What’s a work day without the requisite snacks? When hunger strikes, it becomes all too easy to mindlessly start noshing on whatever’s available, which is why it’s important to make sure there are plenty of healthy options ready to go.
We’re providing a few of our must-have healthy snacks for work to keep your energy up and your appetite satisfied. They’re easy to make and fit easily inside our S’well Eats food bowls or S’nack by S’well food containers so you can take them with you in the car, to the office or wherever your desk may be set up for the day.
Ants on a Log
One of the best throwback healthy snack ideas for work is the childhood classic, Ants on a Log. This go-to snack of peanut butter spread on celery sticks and topped with raisins serves as a simple joy even into adulthood. If celery sticks aren’t your top option, swap in your favorite crunchy fruit instead.
Apples and pears are tasty options that make for quick, filling snacks. The fruit contains fiber, and the peanut butter works as a top source of protein. You can always use a different nut butter as well, such as almond or cashew, and it would be equally as delicious.
Mini Yogurt Parfait
Yogurt and granola don’t have to be reserved only for breakfast. Making a mini yogurt parfait tops the list of healthy snacks to bring to work and eat anytime during the day. Yogurt contains probiotics that benefit gut health. Plus, the berries contain antioxidants and provide an extra serving of fiber for your day.

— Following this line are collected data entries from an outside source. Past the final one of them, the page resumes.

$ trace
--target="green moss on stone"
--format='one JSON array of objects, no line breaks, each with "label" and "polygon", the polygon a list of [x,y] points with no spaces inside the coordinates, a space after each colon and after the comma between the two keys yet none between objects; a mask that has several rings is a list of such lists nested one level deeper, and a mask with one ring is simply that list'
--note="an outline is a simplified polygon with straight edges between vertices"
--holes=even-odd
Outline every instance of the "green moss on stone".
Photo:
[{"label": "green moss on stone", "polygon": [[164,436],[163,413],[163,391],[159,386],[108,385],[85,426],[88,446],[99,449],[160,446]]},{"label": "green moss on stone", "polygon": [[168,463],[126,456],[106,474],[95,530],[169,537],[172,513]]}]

Layer the yogurt with whatever fruits you’d like based on what’s in season. Blueberries, strawberries, and raspberries always work well. Then, sprinkle on granola or chia seeds with a drizzle of honey for extra sweetness for a snack that takes no time at all to make.
Homemade Trail Mix
If you’re a steady snacker and want to skip digging into a bag of greasy chips or a preservative-filled snack box, make a big batch of homemade trail mix ahead of time to divvy out during the week. This allows you to choose the ingredients and limit the amount of salt that’s added. Rely on spices, such as garlic powder, lemon pepper, and cayenne to give your trail mix full flavor without added sodium.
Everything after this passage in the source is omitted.